Reinventing the Wheel

Our new microwave arrived, but we still can't use it. In Brazil, appliances come in two voltages, 110/127 and 220. I bought the right voltage, so that wasn't the problem.

No, the problem is that we have no plug-ins or adapters in the house that will house the electrical plug. It's yet ANOTHER model, a 20A, one with fat and chunky prongs that refuse to cooperate with the myriad of adapters we've already purchased, as well as the BRAND-NEW plug-ins I had the handyman install all over the house. See?

I checked the description of the product online, and nowhere does it mention this little twisty problem. Apparently, the fact that it is a microwave should be self-evident that it needs a special outlet, at least if I'm to understand the men at the hardware store. Also, for this kind of plug, NO ONE MAKES ADAPTERS. That's right. You'll have to change the outlet instead.
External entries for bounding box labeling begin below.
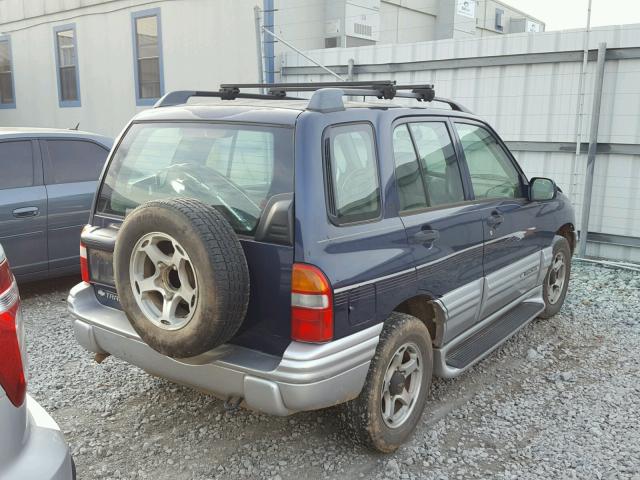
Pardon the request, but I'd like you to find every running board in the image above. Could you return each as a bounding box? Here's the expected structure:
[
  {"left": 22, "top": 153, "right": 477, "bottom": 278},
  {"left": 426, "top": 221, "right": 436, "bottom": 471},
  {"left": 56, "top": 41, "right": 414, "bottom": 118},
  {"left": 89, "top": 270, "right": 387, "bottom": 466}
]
[{"left": 434, "top": 288, "right": 544, "bottom": 378}]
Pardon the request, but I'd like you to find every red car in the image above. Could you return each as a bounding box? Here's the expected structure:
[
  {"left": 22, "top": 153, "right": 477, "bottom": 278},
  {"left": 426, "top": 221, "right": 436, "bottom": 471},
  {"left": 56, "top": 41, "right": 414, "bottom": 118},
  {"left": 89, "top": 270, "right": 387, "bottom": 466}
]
[{"left": 0, "top": 246, "right": 75, "bottom": 480}]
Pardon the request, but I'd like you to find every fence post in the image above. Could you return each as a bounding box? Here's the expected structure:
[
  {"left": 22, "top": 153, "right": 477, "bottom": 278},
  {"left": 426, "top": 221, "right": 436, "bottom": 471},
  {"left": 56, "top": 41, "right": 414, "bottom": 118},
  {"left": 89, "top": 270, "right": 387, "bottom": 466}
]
[{"left": 579, "top": 42, "right": 607, "bottom": 257}]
It seems Brazil has, yet again, managed to put their own unique slant on things, reinventing the wheel to such a degree that it ceases to function. And somewhere, someone is patting themselves on the back for being a brilliant engineer of electrical plugs.

Granted, I have little experience with electricity, but it seems to me that if you have 2 voltages, you should have at most, two different kinds of plugs. I don't understand this idea that "oh a microwave or a hair dryer, they use a lot of electricity, so they use a special plug" when they're on the same voltage as a toaster or a fan. How does the plug style have anything to do with the amount of electricity that the appliance pulls? Am I missing something here?

When I first moved to Brazil, I was impressed by the undiscriminatory electrical plug-ins. Featuring slots for both a round and a flat prong, one only needed an adapter for three-prong plugs. It was smart, efficient and reliable. And then someone decided to make things...better.

There are at least seven different styles of electrical plugs in use in Brazil; new products are supposed to be sold with the new model plugs, but that doesn't mean they can't sell old stock. We have a variety of options on appliances in this house, as you will see.

Exhibits one and two contain two plugs, either flat or round, equally sized. They fit into these old outlets without issue:

Exhibit three, mostly on American appliances, has two flat plugs, one fatter than the other, which will work in these outlets (or must have an adapter):

Exhibit four is the microwave, seen at the beginning of the post, with three round plugs set closely together and fat. No adapter available.

Exhibit five is the old-style of two thin round plugs with a thicker center grounding plug almost in a straight line with the other two, seen in the white double adapter.

Exhibit six? The traditional American-style three prong (two flat, one round) plug.

And exhibit seven, with three thin round plugs, the grounding plug slightly offset, supposedly the new standard (ha!):


The solution at the hardware store for a while was to simply saw off the grounding plug when no one was making adapters for the new models. I thought that was less than safe, so we hunted throughout the city until we found adapters that would work for our particular products. But for this particular 20 A plug, for which adapters apparently aren't made, I'll have to install a new outlet. Joy.


I promise not to electrocute myself and ask the porteiro for assistance.

Brazilian engineering is stunning, is it not?

1 comment:

Anonymous said...

Your brother installed a different dryer for me while we were gone. The plug on the new (used) dryer didn't fit the existing outlet. However, it's an easy fix to swap out the cords ... just annoying. Your situation sounds much worse. I remember all those plugs !!